MySQLperformancequery-performance

I have 3 tables:

users
movements
unique_ids

I want to get the records gotten from march until now of the users registered in march, counting the unique id of their movements with a distinct and the total of it at the end:

SELECT MONTH(mo.ctime) AS month, COUNT(DISTINCT(unique_id))
FROM users us, movements mo,unique_ids id
WHERE us.time_field > '2014-03-01' AND us.time_field < '2014-03-31 23:59:59'
AND mo.time_field > '2014-03-01'
AND us.room_name LIKE 'name'
AND us.room_name=mo.room_name AND us.user=mo.user AND id.id_log=mo.id_log
GROUP BY month WITH ROLLUP

The thing is that few month ago in other query I realise that adding DATE() to the time_field into WHERE clause makes faster the query, but adding this into the query shown, gives me different results than the initial one.

What's the difference between time_field > 'x' AND DATE(time_field) > 'x' inside WHERE clause?

Best Answer

Just addressing this question

What's the difference between time_field > 'x' AND DATE(time_field) > 'x' inside WHERE clause?

The difference is how the Query Optimizer treats them.

  • If the WHERE clause has time_field > 'x', this signals the Query Optimizer to try looking for any index so as to take advantage of it doing a range scan.
  • If the WHERE clause has DATE(time_field) > 'x', this signals the Query Optimizer to throw all indexes under the bus because the DATE function has to be called across the whole table (in the form of a full table scan) or the join result.

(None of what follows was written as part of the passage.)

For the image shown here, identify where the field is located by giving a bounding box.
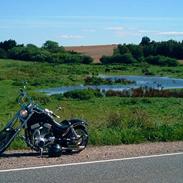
[65,44,117,62]
[0,59,183,149]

Depending on the key distribution of time_field, DATE(time_field) > 'x' triggering a full table scan just happens to be better than a range scan on an index if the values make up a significant percentage of the index. This is even more true using InnoDB because a full table scan passes through the clustered index (where PRIMARY KEY and row data coexist), while a secondary index on time_field would cause a lookup of the secondary index in addition to the clustered index. If such a secondary index had a lopsided key distribution, such an index would be ignored in favor of a full table scan anyway.

This conjuecture is only indicative of your current dataset. Someone else's dataset may have a better (evenly distributed, more balanced) key distribution, resulting in time_field > 'x' working better than DATE(time_field) > 'x'.

To see such differences, run the EXPLAIN on both SELECT queries. The results may be different.